Future Math Teacher meets me in my office after school. She and a partner are cooking dinner for Timmy and me tonight, a project for their Independent Living (once called “Home Economics”) class. From here, we’re going to shop for the evening at both of Kandern’s grocery stores, then home so that they can prepare the feast. I pack my bag and look up at her distractedly, asking how her day was.
“Amazing!” she squeals.
“Why amazing?” With only seven more class days until Christmas, we’re all a bit tired, and mostly feel less than amazing.
“I taught math today!”
“You taught math?”
“Yes!” she says delightedly. “Today was the day.”
“Oh right, your Christmas wish,” I remember, recalling the announcement at Banquet a few weeks ago.
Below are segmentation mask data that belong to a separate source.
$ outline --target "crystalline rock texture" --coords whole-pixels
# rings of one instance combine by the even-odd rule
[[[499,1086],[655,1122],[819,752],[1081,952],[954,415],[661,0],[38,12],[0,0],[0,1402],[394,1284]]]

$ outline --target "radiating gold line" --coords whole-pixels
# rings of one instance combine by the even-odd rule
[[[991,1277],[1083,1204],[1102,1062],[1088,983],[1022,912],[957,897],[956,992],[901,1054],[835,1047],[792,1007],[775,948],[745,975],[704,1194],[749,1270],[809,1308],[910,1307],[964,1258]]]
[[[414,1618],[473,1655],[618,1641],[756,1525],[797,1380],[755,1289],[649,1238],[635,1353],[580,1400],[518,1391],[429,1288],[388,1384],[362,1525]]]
Several students wished to teach classes for the day. She’d asked to teach Algebra 2. As we walk to the store, she is still gushing over the day.
“I can’t believe I have to wait five whole years to do that again. I can’t wait!”
That was me. Thirteen years ago.
I always wanted to be a teacher. When we played school, I was at the front of the class by my miniature easel chalkboard, and throughout my home schooled years, from Kindergarten through sixth grade, I would pine over the classrooms that I wasn’t seeing, contenting myself with literary heroes in Anne Shirley, Laura Ingalls Wilder and Jo March.
I was the high school kid, like Future Math Teacher, who knew what she wanted, and rather resented college for getting in the way. While some English majors enter education as a resigned afterthought, several years after graduating in a less-than-lucrative field, this was always my intention. I wavered–from 2004 to 2008 I lost some of my childhood vocational confidence–but essentially I’m doing, today, what I always wanted to be doing.
A few weeks ago, my colleague, Poetry Teacher, invited me to a reading in her class. The students read their pieces, all designed specifically for spoken word poetry, and then offered us teachers the chance to perform. I read something, humbled by their preparation and my lack of it, and then Poetry Teacher shared her work. A poem about dreams, how some come true at the exact moments that others are set aside. As class ended, we chatted about how teachers seem to always have another dream, even ones that love their work. To travel the world. To write the Great American Novel. To win the Big Race. To live in a forest, making cheese, spinning wool and dispensing wisdom to passersby.
Spoon-fed Disney life lessons from an early age, our generation is obsessed with dreams. Having them, chasing them, seizing and loving them. There is always just one dream, and if you don’t have it–or worse, choose leave it behind–you’re breaking the one rule: Be True To Yourself. As someone with both fulfilled and unfulfilled dreams, I say this is nonsense. Life is long and varied. Some of the dreams I clung to the most fiercely were the ones that I needed to let go of, while God has led me toward goals that I’d never have even imagined. Dreams are just a starting point, a suggestion list.
Now I’m sitting on the couch in living room, listening to Christmas music and the sounds of two high school seniors learning to cook in my kitchen. One minute, they’re arguing about how to use a salad spinner, and the next turning on Christmas music to ease the tension. There are other dreams, of course. But for today, I’m overwhelmed with gratitude for this one.